= Diamond Point (artist) =

Musqueam artist in Canada

Diamond Point is a contemporary Coast Salish artist and member of the Musqueam Indian Band.

== Biography ==
Point grew up on the Musqueam reserve south of the University of British Columbia’s Vancouver campus. Her last name, Point, comes from the colonial naming practices of places like Point Gray and Garry Point. Musqueam families like the Point family have been responsible for the oversight of these areas.

== Art practice ==
Point's art practice encompasses graphic design, illustration, site specific installations, and sculptural work. Her work has been installed in several public art projects across the lower mainland, most notably in Vancouver and Richmond, both of which occupy Musqueam territory. Her work often focuses on Indigenous identity, heritage, and relationships between communities – whether different First Nations, First Nations and settler, or other iterations.

Her work, wəɬ m̓i ct q̓pəθət tə ɬniməɬ, installed on UBC Campus from the Reconciliation Pole to the Canadian flag on the rose garden plaza, deals explicitly with relationships and protocols between different communities.
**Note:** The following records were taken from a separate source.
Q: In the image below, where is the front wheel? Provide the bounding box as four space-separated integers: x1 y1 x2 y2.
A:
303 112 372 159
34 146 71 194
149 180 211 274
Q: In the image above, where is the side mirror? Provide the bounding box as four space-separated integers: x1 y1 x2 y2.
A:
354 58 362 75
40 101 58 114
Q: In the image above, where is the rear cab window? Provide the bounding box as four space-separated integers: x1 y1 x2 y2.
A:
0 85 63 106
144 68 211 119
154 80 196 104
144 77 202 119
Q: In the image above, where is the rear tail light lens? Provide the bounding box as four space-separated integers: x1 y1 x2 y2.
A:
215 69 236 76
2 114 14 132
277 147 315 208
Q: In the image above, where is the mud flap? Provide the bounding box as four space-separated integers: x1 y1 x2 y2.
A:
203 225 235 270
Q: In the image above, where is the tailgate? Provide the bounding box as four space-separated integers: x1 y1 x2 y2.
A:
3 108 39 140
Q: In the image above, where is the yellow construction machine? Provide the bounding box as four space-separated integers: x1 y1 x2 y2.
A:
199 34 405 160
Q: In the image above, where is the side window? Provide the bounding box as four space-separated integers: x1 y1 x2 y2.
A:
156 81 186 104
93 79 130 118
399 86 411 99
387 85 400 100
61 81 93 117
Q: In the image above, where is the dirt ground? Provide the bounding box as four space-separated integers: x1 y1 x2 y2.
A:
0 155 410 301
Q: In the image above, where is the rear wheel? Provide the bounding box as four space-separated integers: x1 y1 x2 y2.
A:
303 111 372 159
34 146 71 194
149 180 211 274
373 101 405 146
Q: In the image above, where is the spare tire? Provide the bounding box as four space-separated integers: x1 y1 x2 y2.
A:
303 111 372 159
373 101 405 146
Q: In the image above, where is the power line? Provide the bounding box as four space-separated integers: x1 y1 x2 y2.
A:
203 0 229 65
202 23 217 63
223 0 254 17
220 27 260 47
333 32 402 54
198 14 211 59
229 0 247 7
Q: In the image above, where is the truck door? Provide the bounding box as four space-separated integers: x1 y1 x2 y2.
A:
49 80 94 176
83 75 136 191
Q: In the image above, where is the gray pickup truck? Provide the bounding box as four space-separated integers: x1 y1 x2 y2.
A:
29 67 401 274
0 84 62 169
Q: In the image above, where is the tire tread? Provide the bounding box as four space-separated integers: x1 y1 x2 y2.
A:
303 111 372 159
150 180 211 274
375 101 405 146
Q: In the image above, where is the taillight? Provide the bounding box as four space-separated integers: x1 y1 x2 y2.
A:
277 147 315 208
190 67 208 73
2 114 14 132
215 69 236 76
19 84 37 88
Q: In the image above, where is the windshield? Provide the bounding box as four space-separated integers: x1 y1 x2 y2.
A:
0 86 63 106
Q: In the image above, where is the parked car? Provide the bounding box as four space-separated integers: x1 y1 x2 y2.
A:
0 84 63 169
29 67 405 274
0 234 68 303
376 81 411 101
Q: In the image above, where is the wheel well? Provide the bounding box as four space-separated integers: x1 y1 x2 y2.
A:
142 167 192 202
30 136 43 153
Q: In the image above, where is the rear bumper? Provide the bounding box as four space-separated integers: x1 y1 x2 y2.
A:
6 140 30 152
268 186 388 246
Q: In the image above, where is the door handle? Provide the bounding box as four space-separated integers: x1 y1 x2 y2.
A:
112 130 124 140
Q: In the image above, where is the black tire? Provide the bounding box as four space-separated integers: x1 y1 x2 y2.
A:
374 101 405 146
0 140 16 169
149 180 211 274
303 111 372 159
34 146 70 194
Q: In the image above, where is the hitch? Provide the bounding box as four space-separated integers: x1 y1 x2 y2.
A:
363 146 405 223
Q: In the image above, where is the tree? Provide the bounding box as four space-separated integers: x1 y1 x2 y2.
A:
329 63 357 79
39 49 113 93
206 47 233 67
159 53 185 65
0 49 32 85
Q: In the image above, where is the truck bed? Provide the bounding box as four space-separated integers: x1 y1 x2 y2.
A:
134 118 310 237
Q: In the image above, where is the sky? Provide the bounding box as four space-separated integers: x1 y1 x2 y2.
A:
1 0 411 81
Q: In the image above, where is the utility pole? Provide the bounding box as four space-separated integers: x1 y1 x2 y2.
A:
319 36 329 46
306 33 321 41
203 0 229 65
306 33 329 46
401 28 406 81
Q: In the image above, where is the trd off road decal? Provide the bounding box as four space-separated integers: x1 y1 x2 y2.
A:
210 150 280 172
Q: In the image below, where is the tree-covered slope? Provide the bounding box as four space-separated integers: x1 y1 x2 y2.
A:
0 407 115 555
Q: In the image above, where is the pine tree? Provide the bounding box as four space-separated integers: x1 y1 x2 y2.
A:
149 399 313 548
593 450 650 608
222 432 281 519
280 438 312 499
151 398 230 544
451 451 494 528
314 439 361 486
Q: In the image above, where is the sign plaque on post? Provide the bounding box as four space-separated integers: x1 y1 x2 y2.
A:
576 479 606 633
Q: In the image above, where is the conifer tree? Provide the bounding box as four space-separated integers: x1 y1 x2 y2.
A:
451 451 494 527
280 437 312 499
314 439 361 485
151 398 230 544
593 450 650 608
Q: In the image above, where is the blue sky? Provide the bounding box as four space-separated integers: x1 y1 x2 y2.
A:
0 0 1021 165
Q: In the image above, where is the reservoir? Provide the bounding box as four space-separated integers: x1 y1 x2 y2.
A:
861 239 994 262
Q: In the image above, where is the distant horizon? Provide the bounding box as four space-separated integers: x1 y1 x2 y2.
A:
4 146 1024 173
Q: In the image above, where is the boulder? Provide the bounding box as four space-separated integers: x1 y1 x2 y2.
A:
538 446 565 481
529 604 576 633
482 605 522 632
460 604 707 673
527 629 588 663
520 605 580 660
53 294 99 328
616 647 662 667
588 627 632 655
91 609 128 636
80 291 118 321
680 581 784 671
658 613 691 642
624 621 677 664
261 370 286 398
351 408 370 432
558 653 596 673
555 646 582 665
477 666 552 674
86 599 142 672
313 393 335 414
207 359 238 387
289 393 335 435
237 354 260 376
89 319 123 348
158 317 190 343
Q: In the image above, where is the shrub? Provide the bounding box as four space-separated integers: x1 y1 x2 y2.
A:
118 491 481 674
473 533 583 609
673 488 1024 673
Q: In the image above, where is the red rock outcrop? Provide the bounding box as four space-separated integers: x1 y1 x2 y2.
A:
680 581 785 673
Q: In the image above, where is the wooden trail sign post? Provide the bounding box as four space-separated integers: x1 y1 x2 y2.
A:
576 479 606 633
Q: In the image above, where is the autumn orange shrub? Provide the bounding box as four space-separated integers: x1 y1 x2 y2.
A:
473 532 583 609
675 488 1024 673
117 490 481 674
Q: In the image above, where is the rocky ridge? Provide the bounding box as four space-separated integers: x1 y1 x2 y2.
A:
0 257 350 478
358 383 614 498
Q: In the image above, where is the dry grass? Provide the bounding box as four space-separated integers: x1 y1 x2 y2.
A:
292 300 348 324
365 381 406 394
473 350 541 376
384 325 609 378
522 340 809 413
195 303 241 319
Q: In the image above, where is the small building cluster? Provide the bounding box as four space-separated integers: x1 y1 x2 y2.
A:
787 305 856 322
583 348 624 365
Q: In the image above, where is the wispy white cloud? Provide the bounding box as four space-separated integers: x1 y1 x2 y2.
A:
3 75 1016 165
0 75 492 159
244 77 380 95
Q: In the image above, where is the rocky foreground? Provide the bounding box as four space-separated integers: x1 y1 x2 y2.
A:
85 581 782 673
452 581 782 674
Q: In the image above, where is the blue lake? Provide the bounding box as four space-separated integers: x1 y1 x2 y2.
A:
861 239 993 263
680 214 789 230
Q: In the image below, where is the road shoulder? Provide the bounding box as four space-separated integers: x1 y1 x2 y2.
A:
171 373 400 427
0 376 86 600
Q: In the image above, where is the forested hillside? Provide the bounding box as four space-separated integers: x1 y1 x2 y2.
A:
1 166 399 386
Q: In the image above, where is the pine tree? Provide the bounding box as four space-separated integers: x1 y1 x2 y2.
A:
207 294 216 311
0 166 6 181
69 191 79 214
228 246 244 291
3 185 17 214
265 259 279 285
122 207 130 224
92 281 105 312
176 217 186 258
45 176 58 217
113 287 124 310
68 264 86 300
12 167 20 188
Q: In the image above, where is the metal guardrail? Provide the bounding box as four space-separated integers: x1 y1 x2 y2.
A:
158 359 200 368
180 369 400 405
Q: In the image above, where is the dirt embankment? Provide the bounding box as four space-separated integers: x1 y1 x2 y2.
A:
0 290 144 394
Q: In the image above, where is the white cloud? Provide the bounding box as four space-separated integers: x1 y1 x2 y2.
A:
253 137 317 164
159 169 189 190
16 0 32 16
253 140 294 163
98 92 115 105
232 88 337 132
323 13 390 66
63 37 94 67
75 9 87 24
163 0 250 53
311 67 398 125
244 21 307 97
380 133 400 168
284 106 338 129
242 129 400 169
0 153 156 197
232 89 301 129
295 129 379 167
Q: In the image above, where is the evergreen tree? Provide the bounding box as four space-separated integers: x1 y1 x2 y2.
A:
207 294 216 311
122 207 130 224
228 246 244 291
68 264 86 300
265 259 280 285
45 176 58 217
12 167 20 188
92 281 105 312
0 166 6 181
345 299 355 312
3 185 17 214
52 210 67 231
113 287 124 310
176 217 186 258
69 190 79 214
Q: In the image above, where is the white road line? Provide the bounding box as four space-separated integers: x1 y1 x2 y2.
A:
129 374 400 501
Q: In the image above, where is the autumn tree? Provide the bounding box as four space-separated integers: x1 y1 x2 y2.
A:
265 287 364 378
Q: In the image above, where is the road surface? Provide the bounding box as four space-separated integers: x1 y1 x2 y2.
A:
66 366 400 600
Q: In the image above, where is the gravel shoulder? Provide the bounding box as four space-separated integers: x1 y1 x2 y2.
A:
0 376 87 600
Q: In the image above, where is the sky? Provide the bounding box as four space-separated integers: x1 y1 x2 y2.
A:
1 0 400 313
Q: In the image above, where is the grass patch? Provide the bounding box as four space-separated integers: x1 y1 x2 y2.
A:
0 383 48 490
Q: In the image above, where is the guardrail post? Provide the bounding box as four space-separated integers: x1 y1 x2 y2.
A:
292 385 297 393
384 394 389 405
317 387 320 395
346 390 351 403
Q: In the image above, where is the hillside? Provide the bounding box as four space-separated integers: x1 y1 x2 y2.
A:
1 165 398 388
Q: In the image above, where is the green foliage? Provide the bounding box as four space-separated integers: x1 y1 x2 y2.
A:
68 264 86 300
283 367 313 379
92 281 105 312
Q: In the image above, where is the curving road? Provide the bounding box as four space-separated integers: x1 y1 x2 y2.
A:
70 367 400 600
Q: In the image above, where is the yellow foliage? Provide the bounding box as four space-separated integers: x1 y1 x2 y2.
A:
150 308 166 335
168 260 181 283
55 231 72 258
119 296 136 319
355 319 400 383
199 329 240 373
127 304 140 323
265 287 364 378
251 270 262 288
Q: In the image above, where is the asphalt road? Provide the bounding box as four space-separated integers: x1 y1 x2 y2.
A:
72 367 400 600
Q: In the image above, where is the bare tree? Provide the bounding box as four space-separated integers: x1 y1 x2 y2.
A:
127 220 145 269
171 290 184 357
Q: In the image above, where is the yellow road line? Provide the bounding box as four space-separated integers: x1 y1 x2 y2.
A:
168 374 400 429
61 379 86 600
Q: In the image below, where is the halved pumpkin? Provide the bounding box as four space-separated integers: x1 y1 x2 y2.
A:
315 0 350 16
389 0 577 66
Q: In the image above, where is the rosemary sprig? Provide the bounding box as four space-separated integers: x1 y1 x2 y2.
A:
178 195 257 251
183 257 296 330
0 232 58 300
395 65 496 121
Taking inspiration from the annual Coast Salish Canoe Journeys, the work depicts a series of paddles being raised as canoers ask permission to come ashore. Fraser River Families highlights the importance of salmon to Musqueam, and explores familial links between Musqueam communities and fishing practices ranging from UBC campus to Richmond and Steveston. Her designs were also selected for the Totem Park logos for three houses at the University of British Columbia residence that carry Musqueam names: həm̓ləsəm̓, q̓ələχən, and c̓əsnaʔəm.

In addition to these public projects, her work has been shown at the Museum of Anthropology in the Claiming Space: Voices of Urban Aboriginal Youth and at the Morris and Helen Belkin Art Gallery in Soundings: An Exhibition in Five Parts.